There were many small strikes in the Sydney coalfield between 1920 and 1925, but the longest, in 1925, lasted from March to August. When the latest contract expired on January 15, 1925, BESCO refused to deal with the union and on March 2 cut off credit at the company stores. The union went on strike four days later, with 12,000 miners manning the picket lines, leaving a small workforce to maintain the mines and keep them from flooding. Despite the economic hardship which saw families come to the brink of starvation by June, the miners' resolve was strong.

When BESCO refused arbitration, the union adopted a policy of 100 per cent picketing. This included shutting down operations at the pumping station and power plant at Waterford Lake, which would prevent the company from resuming operations in that district. On June 10, BESCO tasked its company police force to return to Waterford Lake with thirty company workers and continue its plan to restart the water and electricity to its facilities and to the parts of town that had the benefit of running water and power.

The following morning on June 11, the company police began a patrol pattern of intimidation which led to small clashes throughout town, culminating in a protest by 700 to 3,000 striking miners who marched on the Waterford Lake in an attempt to persuade the company workers to support the strike. The company police were staring down the miners at 11:00 AM when the police charged the crowd, firing over 300 shots and injuring many. One police officer shot deliberately at Davis, piercing his heart and killing him within minutes.

The company police force then retreated as the miners swarmed the facility.

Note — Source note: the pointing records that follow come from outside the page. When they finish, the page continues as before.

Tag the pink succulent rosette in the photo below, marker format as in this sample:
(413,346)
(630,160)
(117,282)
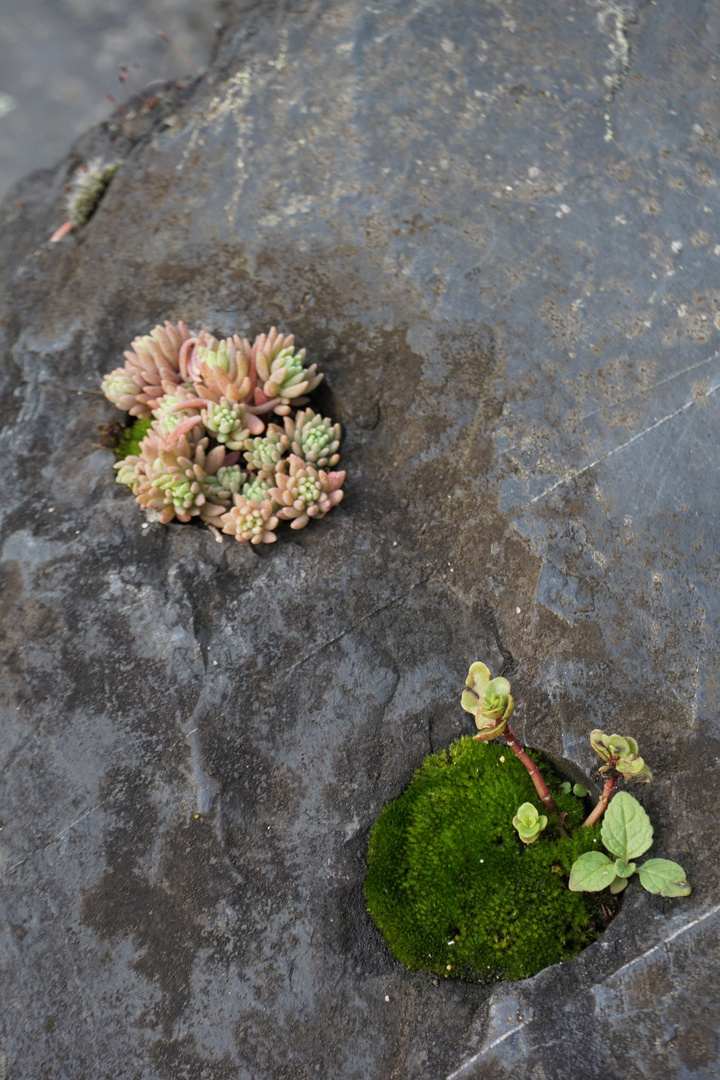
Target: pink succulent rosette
(207,451)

The coal miners also began attacking company stores and other coal company properties in the Sydney coalfield, resulting in the deployment of the provincial police force and almost 2,000 soldiers from the Canadian Army - the second-largest military deployment for an internal conflict in Canadian history after the North-West Rebellion of 1885.

Davis's funeral was held on June 14 with 5,000 mourners in attendance, the largest ever held for a funeral in New Waterford. BESCO police officer Joseph MacLeod appeared at a preliminary hearing in Sydney on a charge of murder, relating to Davis' shooting death. However, the Crown prosecutor dropped charges and agreed with the defence that the identity of the shooter was unknown and that MacLeod should not be singled out of the many police officers involved that day. However, it was known that Davis was shot by BESCO police officer Harry Muldoon. The day after William Davis was shot, Harry Muldoon and his family were relocated to Boston, Massachusetts for their own personal safety, to begin a new life.

BESCO eventually accepted government intervention and agreed to settle the strike. BESCO gave up its attempts to break District 26 UMW, which by then had grown to become one of the most militant labour organizations on the continent. The company was eventually taken over and merged into a larger conglomerate in 1930 called the Dominion Steel and Coal Corporation (DOSCO), but Industrial Cape Breton remained a hotbed of labour activism

==Davis Day and memorials==
UMWA District 26 supported establishing a fund for the Davis family and their mother, as well as designating every June 11 as an "idle day" in his memory. The first Davis Day, on June 11, 1926 saw many Cape Breton miners refuse to work, parading instead to the union hall in New Waterford and then to a local church for a memorial service. Davis Day spread throughout District 26 in the ensuing years and became universally observed by miners throughout Nova Scotia, although it did not become a paid holiday until 1969. Davis' widow, Myrtle (MacPherson) Davis, and his family received a monthly sum from the UMWA fund, with which she was able to purchase a headstone for her husband's grave; she died in 1955 and is buried with him.

In addition to Davis Day, New Waterford has "Davis Square" which was established in 1985. The Davis Wilderness Trail was established in 1996 and follows the route taken by the miners on June 11, 1925 to the Waterford Lake pumping station and power plant.